Can you go all or part of the trip with him for the first few weeks if you have a way of having the 4 year old ride buggy or on a scooter or on a scooter with older son? You may have to stay in town - look up libraries, one o'clock clubs, and Children's centres with stay and play sessions.

I really do hope it all goes well for you. Remember it does all get better xxx

Saracen Sun 21-Jun-15 16:26:40

@NynaevesSister: "Tell them that you are deferring her start until the start of the Spring term, which is just after Christmas. You don't have to start her until the term she turns 5."

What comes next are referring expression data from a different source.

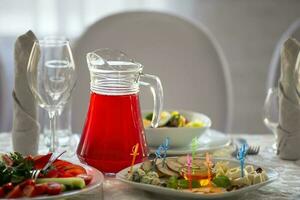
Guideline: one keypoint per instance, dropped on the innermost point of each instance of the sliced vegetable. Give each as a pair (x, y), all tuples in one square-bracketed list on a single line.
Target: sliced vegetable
[(54, 188), (172, 182), (184, 184)]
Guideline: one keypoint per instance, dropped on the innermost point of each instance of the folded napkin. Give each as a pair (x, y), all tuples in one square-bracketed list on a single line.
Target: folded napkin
[(288, 130), (25, 131)]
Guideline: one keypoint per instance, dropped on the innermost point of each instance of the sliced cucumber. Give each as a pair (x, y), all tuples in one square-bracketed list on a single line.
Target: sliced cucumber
[(70, 183)]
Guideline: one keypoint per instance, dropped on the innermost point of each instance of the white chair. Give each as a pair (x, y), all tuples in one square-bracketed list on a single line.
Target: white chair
[(6, 83), (185, 56), (274, 68)]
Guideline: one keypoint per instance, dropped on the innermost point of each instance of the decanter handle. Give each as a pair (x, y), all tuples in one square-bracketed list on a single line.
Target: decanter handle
[(157, 91)]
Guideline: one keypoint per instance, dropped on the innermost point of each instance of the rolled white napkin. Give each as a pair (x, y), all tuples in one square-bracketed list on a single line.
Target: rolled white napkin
[(288, 130), (25, 131)]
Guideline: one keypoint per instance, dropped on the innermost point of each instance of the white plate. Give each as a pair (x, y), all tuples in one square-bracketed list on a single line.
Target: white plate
[(272, 176), (210, 141), (96, 182)]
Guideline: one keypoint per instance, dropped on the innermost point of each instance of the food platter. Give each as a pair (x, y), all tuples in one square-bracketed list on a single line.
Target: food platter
[(271, 174), (96, 184), (45, 177)]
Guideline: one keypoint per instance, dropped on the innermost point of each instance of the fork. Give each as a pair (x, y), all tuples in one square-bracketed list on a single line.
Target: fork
[(252, 150), (35, 174)]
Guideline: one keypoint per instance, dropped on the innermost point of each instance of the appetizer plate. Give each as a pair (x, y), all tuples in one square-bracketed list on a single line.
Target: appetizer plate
[(210, 141), (179, 136), (97, 182), (272, 176)]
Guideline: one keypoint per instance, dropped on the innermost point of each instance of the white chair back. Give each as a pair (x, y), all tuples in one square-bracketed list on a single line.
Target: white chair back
[(187, 59), (6, 83), (274, 68)]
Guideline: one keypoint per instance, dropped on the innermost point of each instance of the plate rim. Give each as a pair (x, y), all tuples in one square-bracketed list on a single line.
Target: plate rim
[(185, 150), (173, 192), (98, 182)]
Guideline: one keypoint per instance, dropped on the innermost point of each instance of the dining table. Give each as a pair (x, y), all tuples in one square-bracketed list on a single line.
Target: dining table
[(287, 186)]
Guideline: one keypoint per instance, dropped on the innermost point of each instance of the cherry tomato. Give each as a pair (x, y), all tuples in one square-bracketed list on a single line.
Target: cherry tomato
[(41, 188), (54, 188), (8, 187), (15, 193), (75, 170), (27, 182), (41, 160), (53, 173), (61, 163), (29, 191), (87, 178), (2, 193)]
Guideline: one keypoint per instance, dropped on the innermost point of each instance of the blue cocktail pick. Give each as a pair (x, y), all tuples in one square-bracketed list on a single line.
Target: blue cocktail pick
[(161, 151), (165, 147), (241, 157)]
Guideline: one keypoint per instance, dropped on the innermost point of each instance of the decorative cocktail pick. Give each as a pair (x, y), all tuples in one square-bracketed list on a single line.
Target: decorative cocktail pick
[(165, 147), (194, 147), (134, 153), (157, 155), (241, 157), (209, 165), (189, 173)]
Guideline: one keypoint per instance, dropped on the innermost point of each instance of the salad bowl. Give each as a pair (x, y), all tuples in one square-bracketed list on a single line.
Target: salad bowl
[(178, 136)]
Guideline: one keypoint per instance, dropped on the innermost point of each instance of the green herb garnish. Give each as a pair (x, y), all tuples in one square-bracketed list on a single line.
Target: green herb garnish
[(222, 181)]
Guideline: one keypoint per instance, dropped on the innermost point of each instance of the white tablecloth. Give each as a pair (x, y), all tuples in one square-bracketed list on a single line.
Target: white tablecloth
[(287, 186)]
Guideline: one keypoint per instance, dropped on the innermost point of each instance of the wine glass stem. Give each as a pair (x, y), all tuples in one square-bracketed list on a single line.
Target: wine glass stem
[(52, 118)]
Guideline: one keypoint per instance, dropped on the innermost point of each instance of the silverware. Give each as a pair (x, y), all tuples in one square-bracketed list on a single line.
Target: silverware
[(252, 150), (35, 173)]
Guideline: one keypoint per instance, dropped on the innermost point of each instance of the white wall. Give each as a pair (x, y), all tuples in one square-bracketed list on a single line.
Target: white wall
[(247, 31)]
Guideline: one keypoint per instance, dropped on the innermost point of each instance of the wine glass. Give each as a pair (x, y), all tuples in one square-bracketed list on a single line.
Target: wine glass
[(271, 112), (51, 76)]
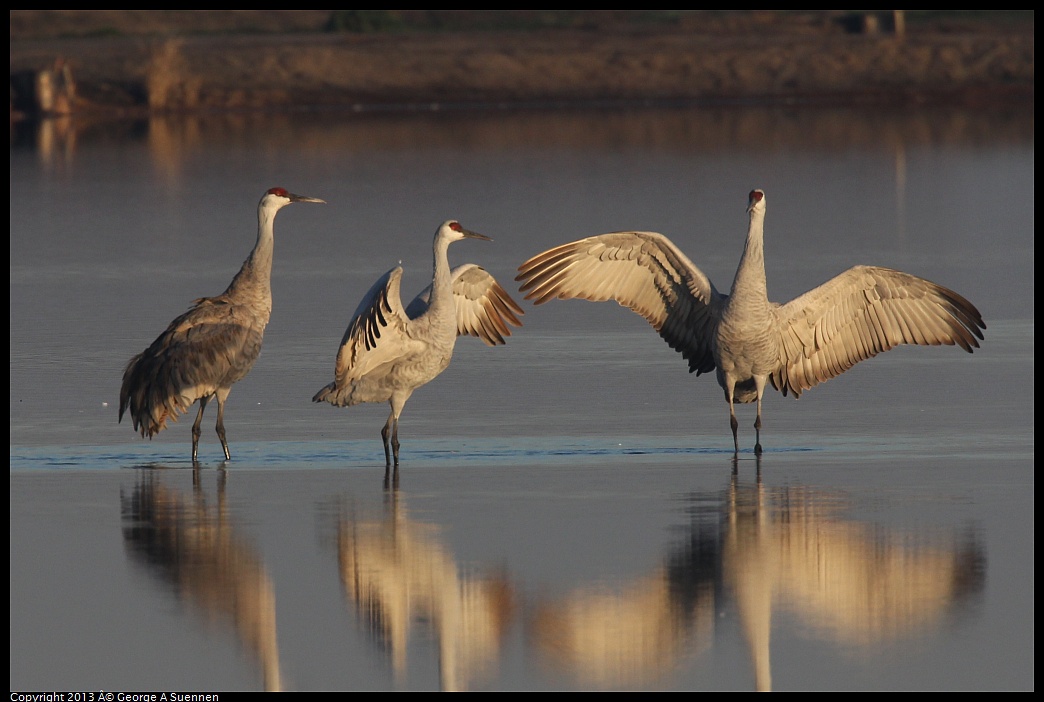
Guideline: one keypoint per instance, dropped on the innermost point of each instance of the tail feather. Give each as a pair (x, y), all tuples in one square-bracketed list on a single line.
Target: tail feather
[(146, 399)]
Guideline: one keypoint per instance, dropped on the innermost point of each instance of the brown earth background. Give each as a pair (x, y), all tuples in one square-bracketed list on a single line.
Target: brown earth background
[(136, 62)]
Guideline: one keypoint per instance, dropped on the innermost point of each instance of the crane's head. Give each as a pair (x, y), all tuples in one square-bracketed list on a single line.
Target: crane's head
[(452, 231), (278, 197), (756, 201)]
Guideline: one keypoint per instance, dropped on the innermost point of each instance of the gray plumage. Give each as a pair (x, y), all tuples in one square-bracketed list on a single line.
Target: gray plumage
[(210, 347), (388, 350), (750, 341)]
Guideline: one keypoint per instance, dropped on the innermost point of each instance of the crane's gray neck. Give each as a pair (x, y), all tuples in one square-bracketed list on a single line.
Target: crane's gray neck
[(255, 277), (750, 281), (442, 295)]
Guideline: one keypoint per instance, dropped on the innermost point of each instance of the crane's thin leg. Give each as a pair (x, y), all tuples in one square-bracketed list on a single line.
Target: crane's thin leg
[(386, 437), (219, 427), (730, 389), (195, 427), (759, 383)]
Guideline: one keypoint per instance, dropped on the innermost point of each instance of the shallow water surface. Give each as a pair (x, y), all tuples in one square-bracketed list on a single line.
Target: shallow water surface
[(568, 514)]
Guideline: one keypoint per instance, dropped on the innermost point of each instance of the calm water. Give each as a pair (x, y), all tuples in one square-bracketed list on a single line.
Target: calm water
[(568, 512)]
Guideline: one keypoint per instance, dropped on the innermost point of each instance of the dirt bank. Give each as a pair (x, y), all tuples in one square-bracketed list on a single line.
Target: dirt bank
[(766, 56)]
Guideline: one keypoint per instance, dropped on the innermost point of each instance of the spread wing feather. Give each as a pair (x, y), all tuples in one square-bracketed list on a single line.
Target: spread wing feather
[(483, 308), (861, 312), (642, 271)]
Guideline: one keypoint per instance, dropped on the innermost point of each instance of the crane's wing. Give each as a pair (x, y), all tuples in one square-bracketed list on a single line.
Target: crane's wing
[(643, 271), (211, 346), (861, 312), (377, 332), (483, 308)]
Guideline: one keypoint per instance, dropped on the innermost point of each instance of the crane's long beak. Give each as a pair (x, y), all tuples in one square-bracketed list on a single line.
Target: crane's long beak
[(475, 235), (304, 199)]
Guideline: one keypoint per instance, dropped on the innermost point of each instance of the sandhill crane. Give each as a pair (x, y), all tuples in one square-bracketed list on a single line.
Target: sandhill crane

I agree with all your ideas, with one small but potentially important correction: the place can be deferred until the child reaches compulsory school age or the start of summer term, whichever is earlier. Compulsory school age begins in the term after the child's fifth birthday. So with a February birthday, she needs to start by the beginning of summer term. She could start after Christmas but if there's a delay in getting re-housed, April is a possibility.

Icimoi Sun 21-Jun-15 18:16:36

Unless the council can actually offer you a school place in a nearer school, it will have to provide transport to the current school as a matter of law. Would that help?

titchy Sun 21-Jun-15 19:45:11

It doesn't help in London ici as kisser free bus transport anyway.

NynaevesSister Mon 22-Jun-15 04:09:25

Icimoi that's not entirely accurate. The LA is only obliged if it can't place you in a closer school. In the OP's situation there are school places near her aunt's. The LA have already said that they won't do anything without a confirmed moving date.

Bunbaker Mon 22-Jun-15 07:00:34

What a horrible post Charis. The OP has been put in a horrible situation and needs practical suggestions. Being told that she is being selfish is unhelpful to say the least.